Design of microring resonators integrated with 2D graphene oxide films for four-wave mixing

TL;DR

This paper theoretically analyzes and optimizes four-wave mixing in microring resonators integrated with graphene oxide films, achieving significant efficiency enhancements through parameter tuning and highlighting the potential for improved nonlinear optical devices.

Contribution

It introduces a detailed theoretical framework for FWM in GO-coated MRRs and demonstrates optimized device parameters for maximum efficiency improvement.

Findings

Achieved ~18.6 dB FWM conversion efficiency enhancement.

Optimized device parameters for balancing nonlinearity and loss.

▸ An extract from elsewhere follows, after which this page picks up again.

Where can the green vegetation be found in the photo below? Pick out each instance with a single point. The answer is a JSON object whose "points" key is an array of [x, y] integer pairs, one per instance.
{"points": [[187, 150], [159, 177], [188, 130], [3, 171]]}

Provided insights into effects of GO film and MRR parameters on FWM performance.

Abstract

We theoretically investigate and optimize the performance of four-wave mixing (FWM) in microring resonators (MRRs) integrated with two-dimensional (2D) layered graphene oxide (GO) films. Owing to the interaction between the MRRs and the highly nonlinear GO films as well as to the resonant enhancement effect, the FWM efficiency in GO-coated MRRs can be significantly improved. Based on previous experiments, we perform detailed analysis for the influence of the GO film parameters and MRR coupling strength on the FWM conversion efficiency (CE) of the hybrid MRRs. By optimizing the device parameters to balance the trade-off between the Kerr nonlinearity and loss, we achieve a high CE enhancement of ~18.6 dB relative to the uncoated MRR, which is ~8.3 dB higher than previous experimental results. The influence of photo-thermal changes in the GO films as well as variations in the MRR parameters such as the ring radius and waveguide dispersion on the FWM performance is also discussed. These results highlight the significantly improved FWM performance that can be achieved in MRRs incorporating GO films and provide a guide for optimizing their FWM performance.